Consiglio di Stato di nuovo contro la proroga delle concessioni balneari. Secondo i giudici amministrativi le proroghe generalizzate sono sono illegittime e in contrasto con la direttiva europea Bolkenstein. Si evince da tre sentenze depositate oggi – e relative ai giudizi oggetto delle decisioni della Cassazione e della Corte di Giustizia- il Consiglio di Stato ribandendo i consolidati principi della sua giurisprudenza sulla illegittimità delle proroghe generalizzate delle concessioni demaniali marittime per finalità turistico-ricreative stabilite dal legislatore in quanto contrastanti con i principi di concorrenza e di libertà di stabilimento sanciti non solo dalla direttiva Bolkestein, ma anche dall’art. 49 del Trattato sul funzionamento dell’Unione europea.
“Il Consiglio di Stato, spiega una nota, ha chiarito che la disapplicazione delle norme nazionali sulle concessioni demaniali marittime si impone prima, e a prescindere, dall’esame della questione della scarsità delle risorse, che in ogni caso non risulta essere decisiva in quanto anche ove si ritenesse che la risorsa non sia scarsa, le procedure selettive sarebbero comunque imposte dall’art. 49 del Trattato sul funzionamento dell’Unione europea in presenza di un interesse transfrontaliero certo e dal diritto nazionale anche in assenza di tale interesse”. Il Consiglio di Stato, prosegue la nota, “ha pertanto ribadito la necessità, per i Comuni, di bandire immediatamente procedure di gara imparziali e trasparenti per l’assegnazione delle concessioni ormai scadute il 31 dicembre 2023″.
In base alla direttiva Bolkestein, l’Italia è tenuta a mettere a gara le concessioni. Sinora però nessun governo lo ha fatto usando vari rinvii ed escamotage. L’ultimo è stato quello della mappatura delle spiagge per dimostrarne la non scarsità. La prima ricognizione è stata bocciata da Bruxelles che ha invitato il governo a fornire cifre più accurate e veritiere. In questo quadro di profonda incertezza i comuni interessati si muovono in ordine sparso. Jesolo, sul litorale veneto, ha messo a gara due concessioni giunte a scadenza. I titolari uscenti hanno perso. Altri comuni tra cui Rimini e Ravenna, hanno rimandato di un anno l’avvio delle gare, altri hanno semplicemente prorogato le concessioni in essere.
In Puglia il Tar di Bari ha disposto la proroga di 21 concessioni di stabilimenti a Monopoli, dichiarando illegittime le gare. Una pronuncia che sembra sconfessata in toto da quanto ribadisce oggi il Consiglio di Stato. Una grande confusione. Certo è che a fine anno scadrà il termine fissato dalla legge sulla concorrenza 2022 e anche gli enti locali che non si sono ancora mossi dovranno avviare le procedure competitive. Il governo temporeggia, oggi a palazzo Chigi si tiene un tavolo consultivo. La maggioranza ha tentato di correre ai ripari a colpi di emendamenti con cui fornire un salvagente ai concessionari uscenti.

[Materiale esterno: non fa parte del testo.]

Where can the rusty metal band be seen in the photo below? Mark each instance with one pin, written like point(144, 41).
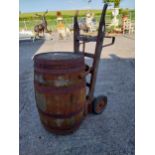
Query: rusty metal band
point(62, 66)
point(60, 62)
point(59, 90)
point(60, 71)
point(61, 116)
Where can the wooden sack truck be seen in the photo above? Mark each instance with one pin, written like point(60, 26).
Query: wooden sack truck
point(95, 105)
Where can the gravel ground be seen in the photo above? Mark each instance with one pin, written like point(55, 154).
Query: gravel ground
point(111, 133)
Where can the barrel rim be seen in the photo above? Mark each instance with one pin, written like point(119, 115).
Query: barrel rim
point(63, 52)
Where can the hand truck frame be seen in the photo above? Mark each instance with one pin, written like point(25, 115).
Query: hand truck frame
point(95, 105)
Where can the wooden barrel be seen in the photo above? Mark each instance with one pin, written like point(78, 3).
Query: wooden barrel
point(60, 90)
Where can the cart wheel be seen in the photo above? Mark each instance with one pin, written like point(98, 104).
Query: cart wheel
point(99, 104)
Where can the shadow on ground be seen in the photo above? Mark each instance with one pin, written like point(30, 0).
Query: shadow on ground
point(111, 133)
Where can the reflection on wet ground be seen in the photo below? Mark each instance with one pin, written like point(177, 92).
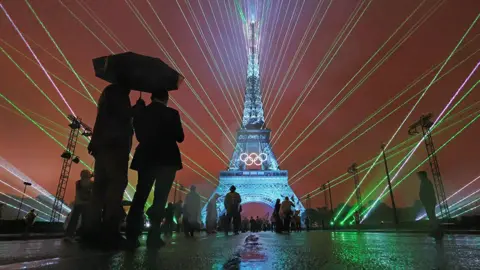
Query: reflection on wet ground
point(312, 250)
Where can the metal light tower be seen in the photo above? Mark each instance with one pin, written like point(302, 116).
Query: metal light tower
point(308, 202)
point(324, 188)
point(392, 198)
point(68, 158)
point(425, 123)
point(26, 184)
point(353, 170)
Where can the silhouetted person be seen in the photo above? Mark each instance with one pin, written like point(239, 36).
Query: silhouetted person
point(168, 225)
point(212, 214)
point(252, 224)
point(29, 221)
point(83, 195)
point(429, 201)
point(286, 213)
point(110, 146)
point(232, 206)
point(278, 219)
point(191, 212)
point(298, 222)
point(307, 223)
point(258, 224)
point(158, 129)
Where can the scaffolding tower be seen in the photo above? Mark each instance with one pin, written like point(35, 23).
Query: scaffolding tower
point(68, 156)
point(425, 123)
point(308, 202)
point(353, 170)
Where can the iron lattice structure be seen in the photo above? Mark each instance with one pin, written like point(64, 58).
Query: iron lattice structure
point(425, 123)
point(253, 168)
point(68, 158)
point(308, 202)
point(353, 170)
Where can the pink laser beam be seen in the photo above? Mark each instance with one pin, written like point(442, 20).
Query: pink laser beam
point(36, 58)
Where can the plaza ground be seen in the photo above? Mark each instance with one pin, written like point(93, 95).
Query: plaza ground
point(265, 250)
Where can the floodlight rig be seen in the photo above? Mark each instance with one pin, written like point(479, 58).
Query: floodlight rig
point(425, 123)
point(76, 127)
point(308, 202)
point(353, 171)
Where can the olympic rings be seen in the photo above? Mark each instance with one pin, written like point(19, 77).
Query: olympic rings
point(253, 158)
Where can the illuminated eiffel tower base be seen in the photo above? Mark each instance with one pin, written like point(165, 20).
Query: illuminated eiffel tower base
point(254, 169)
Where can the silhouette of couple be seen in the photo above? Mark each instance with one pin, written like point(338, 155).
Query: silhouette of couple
point(158, 129)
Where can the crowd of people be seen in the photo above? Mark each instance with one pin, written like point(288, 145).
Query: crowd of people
point(157, 159)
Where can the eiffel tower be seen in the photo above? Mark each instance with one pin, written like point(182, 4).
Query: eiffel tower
point(254, 169)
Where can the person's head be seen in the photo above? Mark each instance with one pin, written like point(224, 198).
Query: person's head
point(117, 89)
point(160, 96)
point(85, 174)
point(422, 175)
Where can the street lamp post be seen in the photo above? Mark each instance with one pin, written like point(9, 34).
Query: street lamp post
point(395, 217)
point(26, 184)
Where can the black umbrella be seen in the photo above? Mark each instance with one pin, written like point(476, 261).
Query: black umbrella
point(126, 203)
point(137, 72)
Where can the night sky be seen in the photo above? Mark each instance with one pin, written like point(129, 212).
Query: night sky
point(206, 41)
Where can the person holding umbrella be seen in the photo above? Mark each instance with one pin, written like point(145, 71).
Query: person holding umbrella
point(110, 146)
point(157, 159)
point(429, 201)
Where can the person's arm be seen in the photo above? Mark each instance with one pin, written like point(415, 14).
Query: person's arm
point(179, 135)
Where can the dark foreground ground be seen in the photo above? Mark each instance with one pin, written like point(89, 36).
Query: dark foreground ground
point(312, 250)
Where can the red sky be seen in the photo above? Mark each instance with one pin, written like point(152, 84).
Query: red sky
point(34, 153)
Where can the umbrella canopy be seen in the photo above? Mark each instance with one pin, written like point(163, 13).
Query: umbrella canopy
point(137, 72)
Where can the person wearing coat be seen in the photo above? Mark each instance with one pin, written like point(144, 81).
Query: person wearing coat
point(212, 214)
point(157, 159)
point(110, 145)
point(429, 201)
point(191, 212)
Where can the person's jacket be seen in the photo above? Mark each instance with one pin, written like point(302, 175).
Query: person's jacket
point(158, 129)
point(427, 193)
point(232, 202)
point(113, 129)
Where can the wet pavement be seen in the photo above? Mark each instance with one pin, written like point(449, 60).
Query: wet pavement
point(265, 250)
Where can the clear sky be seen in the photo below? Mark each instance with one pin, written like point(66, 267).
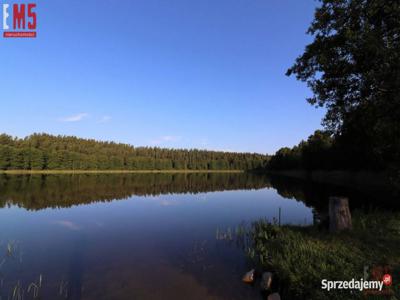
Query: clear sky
point(177, 73)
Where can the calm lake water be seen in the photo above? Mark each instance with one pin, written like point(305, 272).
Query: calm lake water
point(138, 236)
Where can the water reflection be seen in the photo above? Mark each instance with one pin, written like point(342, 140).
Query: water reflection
point(42, 191)
point(138, 236)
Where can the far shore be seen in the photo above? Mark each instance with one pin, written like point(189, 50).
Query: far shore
point(17, 172)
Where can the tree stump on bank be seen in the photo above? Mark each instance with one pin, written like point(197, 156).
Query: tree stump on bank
point(339, 214)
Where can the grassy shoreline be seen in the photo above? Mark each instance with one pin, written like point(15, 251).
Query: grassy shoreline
point(21, 172)
point(300, 257)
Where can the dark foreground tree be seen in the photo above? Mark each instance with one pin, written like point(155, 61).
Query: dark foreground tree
point(353, 69)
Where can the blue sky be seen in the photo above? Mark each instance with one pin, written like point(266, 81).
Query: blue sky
point(182, 74)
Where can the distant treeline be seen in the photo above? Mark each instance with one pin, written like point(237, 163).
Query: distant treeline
point(324, 151)
point(48, 152)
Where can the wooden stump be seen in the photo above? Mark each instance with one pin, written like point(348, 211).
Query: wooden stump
point(339, 214)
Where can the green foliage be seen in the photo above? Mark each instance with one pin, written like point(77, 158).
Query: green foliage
point(353, 68)
point(302, 256)
point(315, 153)
point(47, 152)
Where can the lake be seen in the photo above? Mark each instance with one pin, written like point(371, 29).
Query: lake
point(140, 236)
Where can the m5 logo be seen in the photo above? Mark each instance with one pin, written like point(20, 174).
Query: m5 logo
point(22, 19)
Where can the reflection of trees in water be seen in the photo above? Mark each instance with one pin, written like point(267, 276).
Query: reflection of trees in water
point(317, 195)
point(42, 191)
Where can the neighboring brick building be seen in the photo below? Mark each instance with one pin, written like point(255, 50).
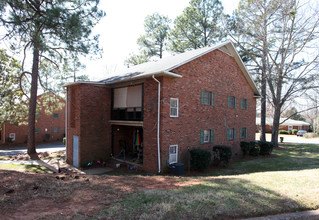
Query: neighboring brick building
point(286, 124)
point(49, 127)
point(207, 98)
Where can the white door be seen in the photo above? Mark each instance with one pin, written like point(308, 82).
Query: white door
point(76, 151)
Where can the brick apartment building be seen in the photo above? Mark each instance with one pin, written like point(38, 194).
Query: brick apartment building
point(48, 127)
point(154, 112)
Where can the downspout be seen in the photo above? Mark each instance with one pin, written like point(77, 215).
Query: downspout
point(4, 133)
point(66, 123)
point(158, 123)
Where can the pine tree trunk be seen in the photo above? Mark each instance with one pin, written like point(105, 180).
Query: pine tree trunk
point(275, 127)
point(263, 108)
point(32, 105)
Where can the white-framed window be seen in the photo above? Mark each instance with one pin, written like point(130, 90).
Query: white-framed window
point(12, 136)
point(243, 133)
point(173, 153)
point(56, 130)
point(206, 136)
point(56, 115)
point(231, 134)
point(207, 98)
point(244, 104)
point(37, 130)
point(174, 107)
point(232, 102)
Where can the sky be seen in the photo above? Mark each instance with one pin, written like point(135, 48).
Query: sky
point(124, 23)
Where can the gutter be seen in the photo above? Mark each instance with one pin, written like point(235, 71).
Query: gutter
point(158, 123)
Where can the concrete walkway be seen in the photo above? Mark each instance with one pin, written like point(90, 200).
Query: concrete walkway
point(308, 215)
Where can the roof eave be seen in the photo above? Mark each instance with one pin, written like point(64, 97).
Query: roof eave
point(160, 73)
point(84, 82)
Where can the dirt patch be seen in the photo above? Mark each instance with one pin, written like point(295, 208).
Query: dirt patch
point(55, 196)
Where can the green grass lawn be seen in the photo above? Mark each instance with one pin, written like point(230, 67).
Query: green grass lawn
point(287, 182)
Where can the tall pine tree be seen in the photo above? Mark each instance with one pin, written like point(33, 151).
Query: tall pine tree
point(49, 28)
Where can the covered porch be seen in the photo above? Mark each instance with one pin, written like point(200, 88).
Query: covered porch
point(127, 142)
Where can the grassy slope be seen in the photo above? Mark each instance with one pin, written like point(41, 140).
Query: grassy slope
point(286, 183)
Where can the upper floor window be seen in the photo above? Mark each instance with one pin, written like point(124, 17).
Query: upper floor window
point(127, 103)
point(12, 136)
point(38, 130)
point(232, 101)
point(206, 136)
point(56, 130)
point(244, 104)
point(56, 115)
point(174, 107)
point(243, 133)
point(173, 153)
point(231, 134)
point(207, 98)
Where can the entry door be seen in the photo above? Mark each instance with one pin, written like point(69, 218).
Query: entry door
point(76, 151)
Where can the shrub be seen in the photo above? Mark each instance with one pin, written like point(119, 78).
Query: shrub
point(283, 132)
point(254, 148)
point(265, 147)
point(200, 159)
point(245, 147)
point(310, 135)
point(221, 154)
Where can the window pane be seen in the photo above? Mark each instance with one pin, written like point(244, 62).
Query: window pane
point(206, 98)
point(206, 136)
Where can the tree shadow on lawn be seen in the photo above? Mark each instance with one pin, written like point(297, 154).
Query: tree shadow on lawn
point(224, 198)
point(286, 158)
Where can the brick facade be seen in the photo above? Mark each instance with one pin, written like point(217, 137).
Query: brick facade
point(215, 72)
point(48, 128)
point(88, 118)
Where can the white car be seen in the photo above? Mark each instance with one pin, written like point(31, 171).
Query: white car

Attualmente, in molti casi i canoni annuali pagati dai gestori di stabilimenti sono irrisori. Secondo un rapporto della Corte dei conti, lo Stato incassa ogni anno da oltre 12mila concessioni, appena 92 milioni di euro. Una media di circa 7.60o euro a stabilimento, a fronte di fatturati medi stimati in 260mila euro. Lo scorso dicembre il ministero delle Infrastrutture, guidato da Matteo Salvini, ha deciso di ridurre ulteriormente i canoni del 4,5%.
Fratelli d’Italia e Lega si sono mossi la settimana scorsa approfittando della discussione in commissione Finanze alla Camera della proposta di legge di FdI sulla Abrogazione dell’articolo 49 del codice della navigazione, in base al quale scadenza della concessione le opere edilizie realizzate su aree demaniali devono essere cedute allo Stato “a titolo non oneroso e senza indennizzo“. Il Consiglio di Stato ha già interpellato la Corte di Giustizia Ue sulla legittimità di quella norma, chiedendo di valutare se impone “restrizioni non proporzionate alla concorrenza nel mercato”. Il pronunciamento non è ancora arrivato ma lo scorso febbraio l’avvocato generale della Corte Tamara Ćapeta, nelle sue conclusioni, si è detta convinta che non rappresenti una restrizione vietata dal trattato Ue “se la durata della concessione è sufficiente per l’ammortamento dell’investimento da parte del concessionario”. Il partito della premier ha deciso comunque di non attendere la sentenza e vuole cancellare subito quell’articolo con un colpo di penna.